Anyone who knows me, knows I love my full time job of teaching art to 5-22 year olds (grades K-12), but summers at Wesleyan College remind me that my absolute favorite is teaching graduate students. I had a blast co-teaching a Masters of Education class about creativity this month and it was so much fun!  We painted, mind mapped, created illustrated type, danced, sang, and wrote.

One of my favorite lessons for elementary school students, which I shared,  focuses on character development in writing. I start the lesson with an exercise in having students make predictions about the characters in John Frank's hilarious book, THE TOUGHEST COWBOY.

"One of the characters is a miniature poodle.  What do you think a good name for a miniature poodle would be?  Another character is the camp cook. Can you think of the perfect name for a camp cook?"  I ask as I lay out a description label each character. Then when I read off the actual names of the characters in the book, students match the name to the description. It isn't hard to figure out that "Bald Mountain" is the name of the tall bald character, and "Grizz Brickbottom" is the toughest cowboy.  Once the students make their predictions, I read the story and we pause each time a new character is introduced to check our predictions.
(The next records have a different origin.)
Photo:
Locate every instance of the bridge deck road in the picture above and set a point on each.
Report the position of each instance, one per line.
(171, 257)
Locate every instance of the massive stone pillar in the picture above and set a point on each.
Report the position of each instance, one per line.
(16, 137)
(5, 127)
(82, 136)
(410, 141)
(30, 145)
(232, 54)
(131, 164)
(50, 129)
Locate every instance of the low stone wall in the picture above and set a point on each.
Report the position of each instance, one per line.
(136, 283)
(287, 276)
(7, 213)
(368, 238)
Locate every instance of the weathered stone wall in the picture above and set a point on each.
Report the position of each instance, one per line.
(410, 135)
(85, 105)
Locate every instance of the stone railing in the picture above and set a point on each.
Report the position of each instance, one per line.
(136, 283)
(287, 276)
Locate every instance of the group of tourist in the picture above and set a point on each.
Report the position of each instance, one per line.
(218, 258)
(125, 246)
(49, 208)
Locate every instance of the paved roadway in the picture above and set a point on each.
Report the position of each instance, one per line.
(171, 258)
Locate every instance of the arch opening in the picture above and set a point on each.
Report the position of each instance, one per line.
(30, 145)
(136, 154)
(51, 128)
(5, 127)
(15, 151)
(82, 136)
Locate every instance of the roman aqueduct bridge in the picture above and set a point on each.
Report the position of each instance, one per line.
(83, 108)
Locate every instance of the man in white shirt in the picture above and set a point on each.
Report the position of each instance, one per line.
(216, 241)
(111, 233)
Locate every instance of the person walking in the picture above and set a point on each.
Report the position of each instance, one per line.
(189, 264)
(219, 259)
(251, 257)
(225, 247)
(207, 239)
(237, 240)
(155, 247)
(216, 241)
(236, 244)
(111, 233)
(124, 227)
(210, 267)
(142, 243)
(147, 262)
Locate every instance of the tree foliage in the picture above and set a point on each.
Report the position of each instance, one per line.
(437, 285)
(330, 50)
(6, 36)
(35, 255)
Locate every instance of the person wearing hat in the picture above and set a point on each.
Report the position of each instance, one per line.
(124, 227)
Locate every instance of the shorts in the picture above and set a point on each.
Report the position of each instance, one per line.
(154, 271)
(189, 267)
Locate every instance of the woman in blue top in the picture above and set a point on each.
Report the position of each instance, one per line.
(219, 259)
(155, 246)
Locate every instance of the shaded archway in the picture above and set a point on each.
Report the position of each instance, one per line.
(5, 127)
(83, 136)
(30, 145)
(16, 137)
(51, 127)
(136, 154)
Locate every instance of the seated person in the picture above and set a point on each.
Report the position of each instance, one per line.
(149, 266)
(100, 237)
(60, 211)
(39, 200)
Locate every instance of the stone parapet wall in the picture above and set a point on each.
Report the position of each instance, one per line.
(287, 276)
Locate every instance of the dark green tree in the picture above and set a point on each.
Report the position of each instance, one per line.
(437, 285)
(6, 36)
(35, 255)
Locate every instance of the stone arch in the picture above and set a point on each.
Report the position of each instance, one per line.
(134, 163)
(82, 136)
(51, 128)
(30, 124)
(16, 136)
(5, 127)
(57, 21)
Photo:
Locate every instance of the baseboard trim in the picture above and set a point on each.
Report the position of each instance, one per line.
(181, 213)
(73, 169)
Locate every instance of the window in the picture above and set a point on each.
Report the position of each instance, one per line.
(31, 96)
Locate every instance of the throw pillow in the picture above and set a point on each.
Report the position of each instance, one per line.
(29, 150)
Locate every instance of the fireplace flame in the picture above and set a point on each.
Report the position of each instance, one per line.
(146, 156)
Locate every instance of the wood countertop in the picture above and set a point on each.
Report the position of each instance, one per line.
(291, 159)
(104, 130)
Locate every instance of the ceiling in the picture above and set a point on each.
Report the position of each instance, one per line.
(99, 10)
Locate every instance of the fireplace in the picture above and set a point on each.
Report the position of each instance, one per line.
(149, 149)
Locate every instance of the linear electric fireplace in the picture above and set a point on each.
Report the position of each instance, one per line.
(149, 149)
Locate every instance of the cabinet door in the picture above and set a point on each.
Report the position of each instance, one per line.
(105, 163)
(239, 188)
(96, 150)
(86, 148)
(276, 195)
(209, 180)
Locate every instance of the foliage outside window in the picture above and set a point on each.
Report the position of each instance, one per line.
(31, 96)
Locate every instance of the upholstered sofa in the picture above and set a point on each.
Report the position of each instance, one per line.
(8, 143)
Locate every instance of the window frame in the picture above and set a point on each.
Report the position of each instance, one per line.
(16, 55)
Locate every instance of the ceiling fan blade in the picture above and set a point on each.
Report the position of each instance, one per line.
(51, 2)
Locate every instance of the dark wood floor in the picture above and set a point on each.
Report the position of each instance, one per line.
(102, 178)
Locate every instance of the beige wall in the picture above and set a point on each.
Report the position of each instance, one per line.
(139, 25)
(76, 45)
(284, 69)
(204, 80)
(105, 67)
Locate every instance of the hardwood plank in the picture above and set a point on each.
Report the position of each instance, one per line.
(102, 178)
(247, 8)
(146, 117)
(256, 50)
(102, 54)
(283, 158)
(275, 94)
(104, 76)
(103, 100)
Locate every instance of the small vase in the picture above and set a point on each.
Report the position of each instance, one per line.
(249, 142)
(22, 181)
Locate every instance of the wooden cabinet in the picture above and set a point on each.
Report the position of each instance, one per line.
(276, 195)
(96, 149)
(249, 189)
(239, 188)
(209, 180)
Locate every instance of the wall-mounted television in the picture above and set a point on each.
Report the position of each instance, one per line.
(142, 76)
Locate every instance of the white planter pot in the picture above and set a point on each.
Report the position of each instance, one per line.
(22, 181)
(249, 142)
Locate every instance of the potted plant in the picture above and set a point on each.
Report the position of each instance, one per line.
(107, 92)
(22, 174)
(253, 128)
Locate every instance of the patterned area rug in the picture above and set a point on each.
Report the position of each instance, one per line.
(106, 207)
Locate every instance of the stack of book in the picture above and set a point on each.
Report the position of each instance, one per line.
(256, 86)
We discussed the fact that a lot of great authors who use descriptive names for their characters. In BLEAK HOUSE, Charles Dickens named the flighty woman, who was obsessed with her pet birds, Mrs. Flight. His names Lady Deadlock and Tiny Tim make perfect sense for the characters they represent. Dr. Suess couldn't have been more accurate when naming his characters, "Cat in the Hat" or "Thing One and Thing Two." The comics offer us Superman, Spiderman, Cat Woman, and The Joker. TV gives us characters with names like Cookie Monster, Fat Albert, and Sponge Bob Square Pants

Then we developed a character as a class before giving him or her a descriptive name.  I stood at the board, asking for details about our character, jotting down the answers as quickly as they came. Sex?Boy! Age? 14. Place? Montana. Year? 1984. Family situation? 10 sisters in a mixed family. Then comes the most important question. What does he want?  Baseball. That's all he cares about. All he wants to do is play baseball. Toss in an obstacle and we've got ourselves a plot.  There is no baseball team in his small Montana town. By the end of the story we are bound to see a little team emerge with uniforms and possibly a win...all because of little....(here's where we had to give him a name) Henry Homer.  So within about 3 minutes of brainstorming, we've got a character, story, and even a title: HOME RUN FOR HENRY!

After doing this a couple times in a  group setting most students will be eager to create their own character, especially if their idea of an old lady who lives on a moon or their mermaide living in an aquarium in a museum in the 1800s didn't get used during the group activity.

Another collaborative idea to develop characters comes from the 1930's French Surrealist Artists and their Exquisite Corpse exercise. It feels like a game, and was in fact, a past time done in cafes, but there's nothing wrong with education feeling joyful! One person draws the head at the top of a piece of paper, before folding it down and passing it to their neighbor, who only has a couple neck marks to go on in order to draw a torso. After this is folded down, the last person adds the legs.  So you may have a robot head with bird arms and ballerina legs.  Try giving that character a descriptive name and some characteristics!

Students feel empowered when they have the green light to get in the driver's seat and, fueled by creative juices, move an idea forward. For children (or graduate students) who aren't used to creative problem solving, it will take a little practice, but once they realize their ideas aren't going to be shot down, they will take more risks and end up with some exciting characters and plots.